Opinion

Editorial: Six must-do tasks to get NC back on track

With the election past us, it is time to get down to the business of repealing HB2, extending Medicaid benefits, fixing a broken redistricting process and addressing key education needs -- a 100-day agenda for the governor and legislature.

Posted Updated
Legislative Building
A CBC Editorial: Wednesday, Nov.9, 2016; Editorial# 8079
The following is the opinion of Capitol Broadcasting Company

The election’s done. Now it’s time to get down to the real work of reversing North Carolina’s fallback and move ahead. The governor -- whom ever that will be -- and the General Assembly should achieve the following key objectives within 100 calendar days of the legislature’s opening session – by April 20, 2017. These are not matters of partisan difference, but where majorities of North Carolinians agree.

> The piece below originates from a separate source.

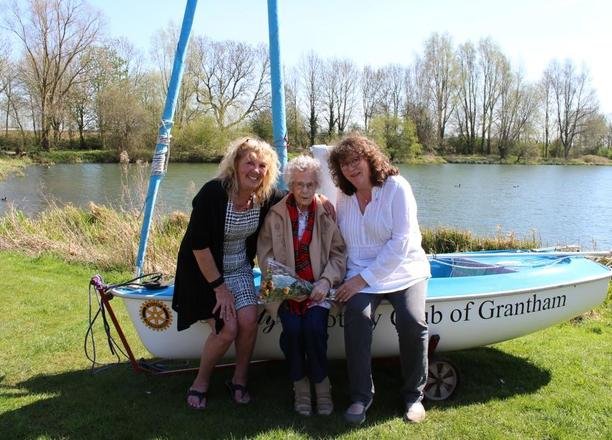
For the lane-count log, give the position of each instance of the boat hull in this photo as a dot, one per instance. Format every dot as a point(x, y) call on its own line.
point(493, 310)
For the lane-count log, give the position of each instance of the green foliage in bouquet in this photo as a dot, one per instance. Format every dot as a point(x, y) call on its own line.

-- Repeal HB2. North Carolina has suffered enough. Get rid of all of it, no strings attached.
-- Enact non-partisan congressional and legislative redistricting. The courts have already ordered new districts, here’s an opportunity to do it right, avoid needless litigation, give North Carolinians fairer representation and maybe even save the taxpayers millions in the process.
-- Expand Medicaid to provide health insurance to 500,000 uninsured North Carolinians. This is a no-brainer. The federal government pays 90 percent of the cost, it creates tens of thousands of jobs, helps keep rural hospitals open and will add about $3 billion to the state’s economy annually.
-- Enact a competitive compensation plan for teachers and principals – and do it before anything’s buried in a proposed state budget. It has been well-documented how badly North Carolina lags in teacher pay and now we see embarrassing reports indicating our pay for school principals is even worse!
-- Reestablish the Teaching Fellows Program. Along with improving pay, we need to re-open the parched pipeline to get our best and brightest leading our classrooms, not leading the exodus to other states.
-- Require accountability and transparency in the private school voucher program. Millions of taxpayer dollars are being spent on the “opportunity scholarships” without any requirement or notion that they’re helping educate North Carolina’s children. The standards should require private schools to disclose business operation details and salaries of faculty and administration along with student performance data.

Sure, there are plenty of other things that our governor and legislature need to be doing – and rest assured we’ll have more suggestions.

But here’s a start. State leaders need to develop a plan, work the plan and get this done.

We have a lot of lost ground to make up.